ISO / IEC 27701: 2019 is a privacy extension for the international information security management standard ISO / IEC 27001 (ISO / IEC 27701 Security techniques - Expansion to ISO / IEC 27001 and ISO / IEC 27002 for privacy information management - Requirements and guidelines).
ISO 27701 specifies requirements - and guides to create, implement, maintain and continually improve a PIMS (privacy information management system).
ISO 27701 is based on the requirements, control objectives and controls of ISO 27001 and includes a series of privacy-specific requirements, control and control objectives.
Both the EU GDPR (General Data Protection Regulation) and the British DPA (Data Protection Act) 2018 require organizations to take measures to ensure the confidentiality of the personal data they process.
However, both regulations do not provide much guidance on what these measures should look like.
ISO (International Organization for Standardization) and IEC (International Electrotechnical Commission) therefore developed this new standard to provide this guidance.
This standard sets out the requirements within the framework of GDPR and provides guidance for establishing, implementing, maintaining and continually improving a Privacy Information Management System (PIMS) for privacy management within the scope of expansion to ISO / IEC 27001 and ISO / IEC 27002. On the other hand, it determines the PIMS related requirements and guides the PII controllers that bear the responsibility and responsibility of PII experts.
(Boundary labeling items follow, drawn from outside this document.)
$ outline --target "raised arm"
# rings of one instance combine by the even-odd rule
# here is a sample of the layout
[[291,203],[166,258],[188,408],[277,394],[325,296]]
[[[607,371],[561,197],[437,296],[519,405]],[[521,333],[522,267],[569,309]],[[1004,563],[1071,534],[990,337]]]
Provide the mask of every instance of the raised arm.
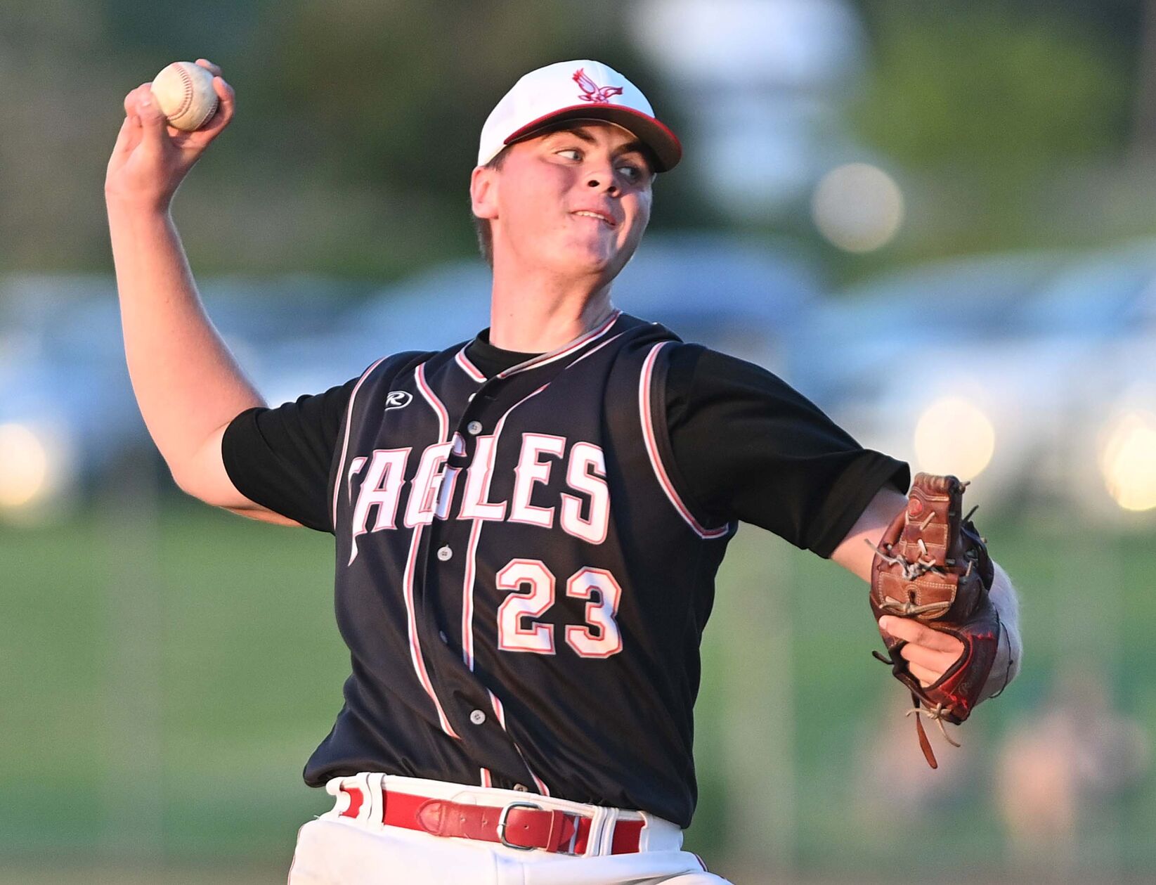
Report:
[[[872,499],[862,515],[847,532],[846,538],[835,548],[831,559],[870,582],[870,568],[875,547],[887,526],[907,504],[906,495],[895,488],[883,488]],[[1020,603],[1007,573],[995,566],[995,580],[990,596],[1000,614],[1007,636],[1000,642],[999,654],[980,698],[990,698],[1003,689],[1020,672],[1023,647],[1020,640]],[[880,627],[892,636],[906,640],[901,655],[907,661],[911,673],[925,686],[939,679],[956,662],[963,651],[963,643],[954,636],[920,624],[913,618],[884,617]]]
[[125,355],[153,441],[181,489],[207,503],[294,524],[253,503],[229,479],[221,437],[240,412],[264,405],[205,312],[180,237],[173,194],[232,119],[232,88],[213,72],[220,106],[205,128],[166,125],[149,84],[125,97],[125,121],[104,183],[120,295]]

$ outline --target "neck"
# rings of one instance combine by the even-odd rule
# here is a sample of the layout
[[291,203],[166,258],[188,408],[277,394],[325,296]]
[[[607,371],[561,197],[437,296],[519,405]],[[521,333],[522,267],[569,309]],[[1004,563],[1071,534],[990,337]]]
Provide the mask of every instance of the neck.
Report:
[[505,274],[495,268],[490,344],[504,351],[548,353],[598,326],[610,314],[610,283],[549,273]]

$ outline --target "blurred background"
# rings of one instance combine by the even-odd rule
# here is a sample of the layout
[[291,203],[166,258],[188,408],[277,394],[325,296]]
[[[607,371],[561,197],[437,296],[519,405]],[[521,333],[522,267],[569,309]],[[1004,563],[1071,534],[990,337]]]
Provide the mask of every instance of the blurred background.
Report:
[[741,530],[698,703],[713,870],[1156,878],[1156,2],[7,0],[0,882],[281,882],[327,807],[332,539],[183,499],[124,368],[104,164],[124,95],[198,57],[238,113],[175,216],[272,403],[486,325],[482,121],[598,58],[687,150],[618,305],[973,480],[1028,652],[936,773],[866,588]]

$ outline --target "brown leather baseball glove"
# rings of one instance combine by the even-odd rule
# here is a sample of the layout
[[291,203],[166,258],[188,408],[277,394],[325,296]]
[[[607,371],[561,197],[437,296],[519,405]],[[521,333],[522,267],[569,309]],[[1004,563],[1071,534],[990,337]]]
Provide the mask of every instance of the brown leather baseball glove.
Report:
[[984,538],[963,516],[966,482],[955,477],[916,475],[906,509],[896,516],[875,548],[872,563],[870,609],[877,621],[884,614],[916,618],[963,642],[958,661],[932,685],[924,687],[899,655],[905,642],[884,634],[891,673],[911,692],[919,746],[927,764],[939,767],[920,715],[939,723],[943,737],[958,746],[943,720],[958,725],[971,714],[987,681],[999,649],[999,613],[988,597],[993,568]]

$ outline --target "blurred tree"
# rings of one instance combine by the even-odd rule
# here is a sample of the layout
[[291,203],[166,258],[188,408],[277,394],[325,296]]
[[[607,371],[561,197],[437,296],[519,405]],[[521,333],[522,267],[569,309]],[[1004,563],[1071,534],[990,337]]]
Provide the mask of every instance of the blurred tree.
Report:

It also applies to organizations of all types and sizes, including PII controllers and / or PII processors that process PII within an ISMS, including public and private companies, government agencies, and non-profit organizations.
In the style of the industry-specific ISO / IEC 27001 variant, the ~ 70 page standard focuses on the differences in clauses of the PIMS related 27001 and 27002 standards.
For example:
“ISO / IEC 27001: 2013, 6.1.3.c) has been revised as follows:
The controls set out in 27001 b) of ISO / IEC 2013: 6.1.3 will be compared with those of ISO / IEC 27001: 2013, Annex A and / or Annex B of this document to verify that the required controls are not skipped.
In order to eliminate risks, when assessing the applicability of control objectives and controls in Annex A of ISO / IEC 27001: 2013, control objectives and controls will be considered in the context of both information security risks and risks associated with their processing. Including risks for PII managers. "
This reduces the risk of privacy rights for individuals and organizations by improving an existing Information Security Management System.
This standard is a great way to show clients, external stakeholders and internal stakeholders that effective systems exist to support compliance with GDP and other relevant privacy legislation.
Organizations wishing to obtain ISO 27701 certification to comply with GDPR will either need to have an existing ISO 27001 certificate or apply ISO 27001 and ISO 27701 together as a single application audit. ISO 27701 is a natural expansion to the requirements and guidance set out in ISO 27001.
The ISO 27001 standard provides a framework for an Information Security Management Systems (ISMS) that ensures the continuity of legal compliance as well as the confidentiality, integrity and availability of information. More than 60.000 organizations worldwide have ISO 27001 certified to date and have proven certification as an important part of protecting your most vital assets.
Significant conflict in system and technical requirements between a privacy information management system and an information security system presents a challenging situation for adopting ISO 27001 and ISO 27701.
First, it is determined whether the organization meets the mandatory requirements of the standard and whether to proceed to the next stage.
It is checked whether necessary procedures and audits have been developed and your institution's readiness for evaluation is reviewed.
The findings that arise in the first two stages are evaluated and after all corrective actions are reviewed, document preparation is started.
To get an appointment, to get more detailed information or to request an evaluation, you can ask us to fill in our form and reach you.